When the Holy Roman Empire was at its peak, there was a running joke among the nobility of the era. They said that its name was a misnomer: it wasn’t an empire, it wasn’t Roman, and it certainly wasn’t holy.
When the German Roman Empire was at its peak (say, 1180s or so), no one told this stupid joke because “Holy Roman Empire” was first used in the 1600s, after the Empire had become an empty shell (it collapsed about 1250 and was replaced on the European stage by the rising consolidated kingdoms of France and England; the title continued but it became the basis for the Habsburg house dynasty, which itself split into two branches, one in the nation-state of Spain (and the Netherlands), the other in Austria, eventually the Austro-Hungarian empire).
Holy Roman Empire is a modern term. The actual medieval empire was Frankish under Charles the Great then shifted to the eastern, German, portion of what had been Charles’s realm. It was really established as the German Kingdom/Roman Empire by Otto I ca. 950 and lasted to about 1250. It covered German and northern Italy. At the end it also added southern Italy and Sicily briefly. The elected king of the Germans also held the title of Roman Emperor (since Charlemagne).
So the joke is one of those modern anti-medieval snotnosed jibes at a supposed evil medieval past.
You wrote:
“When the Holy Roman Empire was at its peak, there was a running joke among the nobility of the era. They said that its name was a misnomer: it wasnt an empire, it wasnt Roman, and it certainly wasnt holy.”
Actually, the saying is from Voltaire.
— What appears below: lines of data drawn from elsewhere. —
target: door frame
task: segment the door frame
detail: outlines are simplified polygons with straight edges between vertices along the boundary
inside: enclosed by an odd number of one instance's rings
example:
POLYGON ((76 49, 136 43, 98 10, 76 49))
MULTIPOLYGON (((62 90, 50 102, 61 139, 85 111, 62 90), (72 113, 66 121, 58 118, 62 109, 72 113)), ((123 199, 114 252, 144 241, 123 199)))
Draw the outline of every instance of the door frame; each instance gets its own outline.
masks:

He invented it in 1756 - about 50 years before the Holy Roman Empire was dissolved.
Voltaire wrote: “Ce corps qui s’appelait et qui s’appelle encore le saint empire romain n’était en aucune manière ni saint, ni romain, ni empire.”
Translation: “This agglomeration which was called and which still calls itself the Holy Roman Empire was neither holy, nor Roman, nor an empire.”